Mais ces résultats sont à prendre avec des pincettes. D’après une étude menée conjointement par l’INRAE, l’université d’Aarhus au Danemark et l’université de technologie Chalmors en Suède, la méthode ACV a tendance à « favoriser les systèmes agricoles intensifs utilisant beaucoup d’intrants et à donner une image inexacte des systèmes agroécologiques moins intensifs tels que l’agriculture biologique ». Les chercheurs expliquent cela par le fait que l’ACV ne prend en compte ni les autres services écosystémiques de l’agroécologie, ni les aspects qu’elle vise à améliorer comme la santé des sols ou la biodiversité.
Un impact positif sur l’eau, les sols et la biodiversité
Car si son impact sur l’environnement n’est pas significativement différent de l’agriculture conventionnelle, l’agriculture biologique présente malgré tout de nombreux avantages. "En termes de consommation d’eau, […] les produits certifiés sont plus sobres, d’environ 30 % par hectare et 15 % par tonne", détaille Valentin Bellassen dans un article publié par The Conversation. « Pour ce qui est de la pollution de l’eau aux nitrates, l’agriculture biologique emploie de 30 % à 60 % de moins d’azote par hectare », poursuit-il avant de préciser que la différence n’est pas significative quand elle est ramenée à la tonne de produit.
Mais l’emploi d’engrais azotés organiques a l’avantage d’émettre moins de CO2 que les engrais de synthèse. Et le bio joue aussi un rôle dans la séquestration du carbone, grâce à des rotations de culture longues limitant le nombre de labours, ou l’élevage en plein air sur des prairies permanentes qui fixent le carbone dans le sol.
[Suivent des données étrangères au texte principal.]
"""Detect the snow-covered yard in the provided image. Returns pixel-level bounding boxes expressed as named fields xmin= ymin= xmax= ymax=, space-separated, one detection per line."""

L’agriculture biologique est également favorable à la fertilité et à la vie des sols, notamment grâce à l’interdiction des pesticides. En termes de biodiversité, « les surfaces cultivées en agriculture biologique présentent des niveaux d’abondance et de richesse spécifique de 20 % à 50 % supérieurs à leurs équivalents conventionnels » indique Valentin Bellassen. Mais, selon lui, l’impact global du bio sur la biodiversité est une question complexe, « d’abord du fait des moindres rendements, qui peuvent être à l’origine de déforestation sur place ou à l’étranger ». Et aussi, ajoute-t-il, parce qu’il n’y a pas « d’indicateur synthétique et consensuel de la biodiversité ».
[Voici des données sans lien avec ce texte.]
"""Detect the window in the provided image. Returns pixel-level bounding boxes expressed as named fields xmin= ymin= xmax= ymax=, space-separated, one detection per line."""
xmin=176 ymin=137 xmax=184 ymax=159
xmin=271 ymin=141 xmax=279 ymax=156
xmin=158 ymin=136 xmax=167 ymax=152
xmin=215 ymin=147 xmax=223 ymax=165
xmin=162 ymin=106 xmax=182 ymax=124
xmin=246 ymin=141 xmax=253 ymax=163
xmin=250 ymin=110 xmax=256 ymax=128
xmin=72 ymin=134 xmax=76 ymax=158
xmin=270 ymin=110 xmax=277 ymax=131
Pour aller plus loin : « Tout savoir sur l'alimentation bio »
Pour le chercheur, la comparaison entre agriculture biologique et conventionnelle ne devrait pas être au centre du débat puisque c’est avant tout la réduction de la production de viande qui permettra d’atteindre les objectifs climatiques européens et français. Et surtout, conclut-il, la meilleure performance économique et sociale du bio pourrait être sa principale contribution à la préservation de l’environnement, car elle aiderait « les producteurs et les consommateurs à réduire la production et consommation de viande en compensant la baisse des quantités par une augmentation de la qualité des produits, qui satisfera les consommateurs, et une augmentation du prix, qui satisfera les producteurs ».